Il faisait si chaud en ce moment. La température était une grande source de joie pour Mahaut. Sentir le soleil caresser ses épaules nues était si doux. L'été s'installait, à son plus grand plaisir. Fini les pantalons, les collants et les pulls à col roulé. Les beaux jours arrivaient enfin, avec le paquet de petites joies qui allaient avec.
Elle avait fait une croix gigantesque sur la plage depuis son arrivée. Ici, il n'y avait qu'un lac. Mais elle s'y était faite, et le lac était agréable durant la journée. Le soir, c'était autre chose. Des formes inquiétantes rôdaient le long des berges, des rumeurs racontaient que l'on y trouvait des barracudas amphibies à furoncles et autres créatures inconnues. Pas vraiment souhaitable. Alors le soir, l'été, elle allait dans des endroits plus rassurants, parler avec des gens.

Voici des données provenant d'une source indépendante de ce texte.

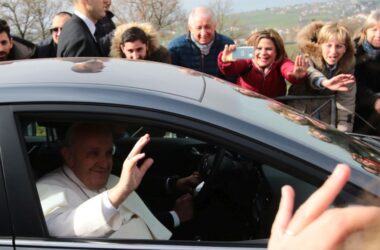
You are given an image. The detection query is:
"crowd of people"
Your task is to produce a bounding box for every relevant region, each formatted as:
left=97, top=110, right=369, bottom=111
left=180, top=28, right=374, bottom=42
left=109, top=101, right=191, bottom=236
left=0, top=0, right=380, bottom=249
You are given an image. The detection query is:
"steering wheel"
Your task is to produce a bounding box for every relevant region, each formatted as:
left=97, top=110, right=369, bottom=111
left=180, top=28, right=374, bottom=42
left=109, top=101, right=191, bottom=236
left=198, top=146, right=226, bottom=181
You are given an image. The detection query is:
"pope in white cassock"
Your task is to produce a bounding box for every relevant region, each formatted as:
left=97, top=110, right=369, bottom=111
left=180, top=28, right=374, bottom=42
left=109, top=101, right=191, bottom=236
left=37, top=123, right=171, bottom=239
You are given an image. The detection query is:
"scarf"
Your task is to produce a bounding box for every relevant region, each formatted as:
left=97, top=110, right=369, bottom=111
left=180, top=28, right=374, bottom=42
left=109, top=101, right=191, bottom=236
left=190, top=33, right=215, bottom=56
left=362, top=41, right=380, bottom=60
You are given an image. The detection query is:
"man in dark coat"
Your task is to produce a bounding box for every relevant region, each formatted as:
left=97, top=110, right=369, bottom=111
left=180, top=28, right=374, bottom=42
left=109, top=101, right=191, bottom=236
left=0, top=19, right=36, bottom=61
left=95, top=0, right=116, bottom=56
left=37, top=11, right=72, bottom=58
left=57, top=0, right=107, bottom=57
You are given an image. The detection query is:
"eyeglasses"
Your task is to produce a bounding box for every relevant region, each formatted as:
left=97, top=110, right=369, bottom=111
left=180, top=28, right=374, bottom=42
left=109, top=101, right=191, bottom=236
left=50, top=27, right=62, bottom=33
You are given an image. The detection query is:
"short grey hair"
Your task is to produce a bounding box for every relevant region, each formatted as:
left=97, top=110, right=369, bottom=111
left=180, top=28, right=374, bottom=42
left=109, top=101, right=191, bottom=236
left=187, top=6, right=216, bottom=26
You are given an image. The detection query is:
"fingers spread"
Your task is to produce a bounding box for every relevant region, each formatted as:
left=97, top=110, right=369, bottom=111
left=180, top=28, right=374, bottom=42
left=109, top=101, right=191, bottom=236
left=128, top=134, right=150, bottom=158
left=272, top=186, right=295, bottom=236
left=288, top=164, right=351, bottom=233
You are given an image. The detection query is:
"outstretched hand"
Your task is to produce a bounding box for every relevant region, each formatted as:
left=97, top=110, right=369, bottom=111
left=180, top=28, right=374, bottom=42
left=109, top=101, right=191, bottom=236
left=321, top=74, right=355, bottom=91
left=289, top=55, right=309, bottom=79
left=222, top=44, right=236, bottom=63
left=108, top=134, right=153, bottom=207
left=268, top=164, right=380, bottom=250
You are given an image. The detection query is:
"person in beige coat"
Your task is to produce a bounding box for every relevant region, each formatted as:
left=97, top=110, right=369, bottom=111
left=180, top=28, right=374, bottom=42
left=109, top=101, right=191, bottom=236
left=37, top=123, right=171, bottom=239
left=110, top=23, right=171, bottom=63
left=288, top=22, right=356, bottom=132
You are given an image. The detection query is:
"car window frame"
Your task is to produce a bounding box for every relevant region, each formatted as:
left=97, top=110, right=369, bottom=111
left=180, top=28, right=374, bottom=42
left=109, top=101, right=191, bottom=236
left=5, top=103, right=368, bottom=249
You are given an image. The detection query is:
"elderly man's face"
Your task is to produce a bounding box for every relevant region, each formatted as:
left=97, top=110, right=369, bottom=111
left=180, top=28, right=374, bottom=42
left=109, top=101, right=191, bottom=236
left=63, top=133, right=113, bottom=190
left=189, top=15, right=216, bottom=44
left=0, top=32, right=13, bottom=61
left=50, top=15, right=71, bottom=44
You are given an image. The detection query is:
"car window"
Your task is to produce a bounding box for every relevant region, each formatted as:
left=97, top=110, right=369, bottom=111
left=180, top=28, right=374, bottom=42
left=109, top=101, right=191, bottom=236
left=17, top=114, right=326, bottom=246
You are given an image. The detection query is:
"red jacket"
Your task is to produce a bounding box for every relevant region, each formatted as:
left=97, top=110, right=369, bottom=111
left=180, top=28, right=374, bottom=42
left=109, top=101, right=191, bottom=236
left=218, top=52, right=306, bottom=98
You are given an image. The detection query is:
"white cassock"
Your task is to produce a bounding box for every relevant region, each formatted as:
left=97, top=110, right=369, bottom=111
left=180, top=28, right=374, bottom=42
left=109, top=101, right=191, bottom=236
left=37, top=167, right=171, bottom=239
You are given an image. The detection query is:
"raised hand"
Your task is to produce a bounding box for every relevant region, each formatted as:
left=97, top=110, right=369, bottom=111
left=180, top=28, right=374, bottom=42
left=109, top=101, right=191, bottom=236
left=268, top=164, right=380, bottom=250
left=321, top=74, right=355, bottom=91
left=222, top=44, right=236, bottom=63
left=108, top=134, right=153, bottom=207
left=290, top=55, right=309, bottom=79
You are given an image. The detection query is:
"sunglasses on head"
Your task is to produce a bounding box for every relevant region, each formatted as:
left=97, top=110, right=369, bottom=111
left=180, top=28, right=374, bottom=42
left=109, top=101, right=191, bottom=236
left=50, top=27, right=62, bottom=33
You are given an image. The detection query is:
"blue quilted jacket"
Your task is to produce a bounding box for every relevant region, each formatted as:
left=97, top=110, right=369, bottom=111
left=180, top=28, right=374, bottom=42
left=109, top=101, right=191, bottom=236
left=168, top=33, right=234, bottom=81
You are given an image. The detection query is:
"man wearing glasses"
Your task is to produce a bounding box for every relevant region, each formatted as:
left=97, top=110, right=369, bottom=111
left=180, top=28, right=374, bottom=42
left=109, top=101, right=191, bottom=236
left=37, top=11, right=72, bottom=58
left=0, top=19, right=36, bottom=61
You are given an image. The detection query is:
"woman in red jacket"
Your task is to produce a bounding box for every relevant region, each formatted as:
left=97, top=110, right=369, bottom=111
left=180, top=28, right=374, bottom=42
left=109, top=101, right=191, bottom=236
left=218, top=29, right=309, bottom=98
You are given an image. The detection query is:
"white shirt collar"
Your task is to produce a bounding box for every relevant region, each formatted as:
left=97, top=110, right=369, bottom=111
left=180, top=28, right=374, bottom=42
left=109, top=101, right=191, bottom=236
left=74, top=10, right=96, bottom=38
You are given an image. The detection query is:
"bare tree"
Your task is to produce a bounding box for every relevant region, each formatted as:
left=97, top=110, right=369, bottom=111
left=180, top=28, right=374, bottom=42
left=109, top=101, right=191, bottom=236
left=0, top=0, right=71, bottom=41
left=0, top=0, right=35, bottom=38
left=113, top=0, right=185, bottom=30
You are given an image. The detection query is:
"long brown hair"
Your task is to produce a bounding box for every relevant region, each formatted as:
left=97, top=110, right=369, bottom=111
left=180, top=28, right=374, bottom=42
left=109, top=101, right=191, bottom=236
left=247, top=29, right=288, bottom=62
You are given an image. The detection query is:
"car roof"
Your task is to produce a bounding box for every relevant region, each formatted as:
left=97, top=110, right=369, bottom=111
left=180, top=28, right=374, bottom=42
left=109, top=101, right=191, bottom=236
left=0, top=58, right=205, bottom=101
left=0, top=58, right=380, bottom=186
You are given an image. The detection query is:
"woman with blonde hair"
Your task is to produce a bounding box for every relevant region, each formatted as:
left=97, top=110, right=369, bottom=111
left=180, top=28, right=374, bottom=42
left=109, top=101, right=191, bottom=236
left=289, top=22, right=356, bottom=132
left=218, top=29, right=308, bottom=98
left=354, top=10, right=380, bottom=135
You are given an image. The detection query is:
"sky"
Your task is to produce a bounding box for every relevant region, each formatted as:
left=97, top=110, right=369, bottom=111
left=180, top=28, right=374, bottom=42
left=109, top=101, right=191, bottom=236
left=181, top=0, right=323, bottom=12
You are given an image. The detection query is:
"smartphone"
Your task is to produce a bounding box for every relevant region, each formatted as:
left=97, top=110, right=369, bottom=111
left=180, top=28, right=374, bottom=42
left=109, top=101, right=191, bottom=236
left=232, top=46, right=254, bottom=59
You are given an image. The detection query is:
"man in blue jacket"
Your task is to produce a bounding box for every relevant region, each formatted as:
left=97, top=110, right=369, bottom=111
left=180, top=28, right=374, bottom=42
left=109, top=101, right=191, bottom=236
left=168, top=7, right=234, bottom=80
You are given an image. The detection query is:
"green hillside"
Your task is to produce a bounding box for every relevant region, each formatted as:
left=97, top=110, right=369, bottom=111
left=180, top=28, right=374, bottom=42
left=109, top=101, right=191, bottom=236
left=229, top=0, right=380, bottom=29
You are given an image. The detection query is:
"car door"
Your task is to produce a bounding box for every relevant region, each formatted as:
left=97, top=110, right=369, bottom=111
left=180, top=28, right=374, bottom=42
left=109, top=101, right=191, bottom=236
left=0, top=103, right=370, bottom=249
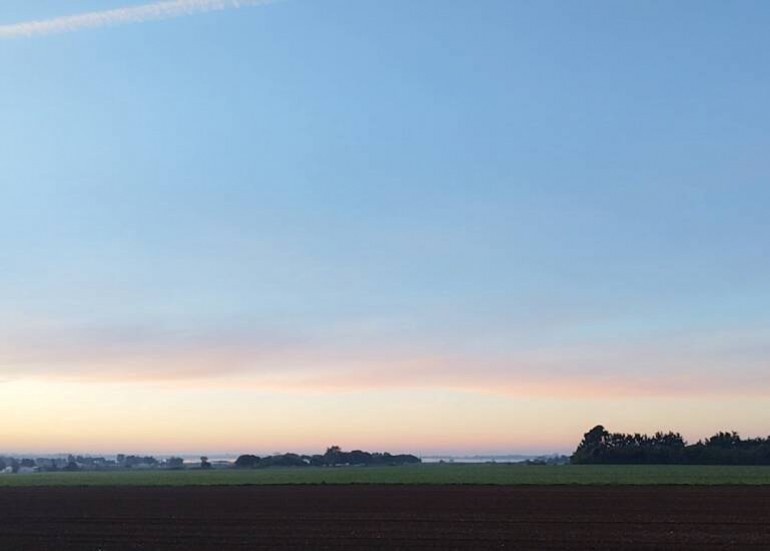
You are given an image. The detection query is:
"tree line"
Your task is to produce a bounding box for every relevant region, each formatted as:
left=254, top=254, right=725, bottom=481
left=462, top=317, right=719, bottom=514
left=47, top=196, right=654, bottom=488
left=570, top=425, right=770, bottom=465
left=235, top=446, right=421, bottom=469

Les gens étaient plus ouverts, lors de périodes de grandes chaleurs. On arrêtait de se terrer près des quelques radiateurs de ce manoir glauquissime ou dans le garde-manger, on trainait à l'extérieur en tenues légères, on sirotait un verre de coca sur une terrasse dans une robe fine... L'été était la période la plus agréable à vivre, dans le pensionnat.
Ce matin-là, en constatant le soleil radieux qui éclairait le domaine et réchauffait les pelouses, à travers les fenêtres de sa chambre, Mahaut sut que ce serait un jour sympathique. Elle enfila un short taille haute rose pâle, un débardeur blanc un peu large, et des ballerines de la même couleur. Elle accessoirisa ensuite le tout avec une ceinture de cuir brun sur son débardeur, au niveau de la taille, et des boucles d'oreille décorées de plumes de paon qu'elle avait déniché durant l'hiver. Un vrai coup de coeur, ces boucles d'oreille. Un léger trait d'eye-liner sur les paupières, une touche de mascara sur les cils, un coup de blush sur les joues.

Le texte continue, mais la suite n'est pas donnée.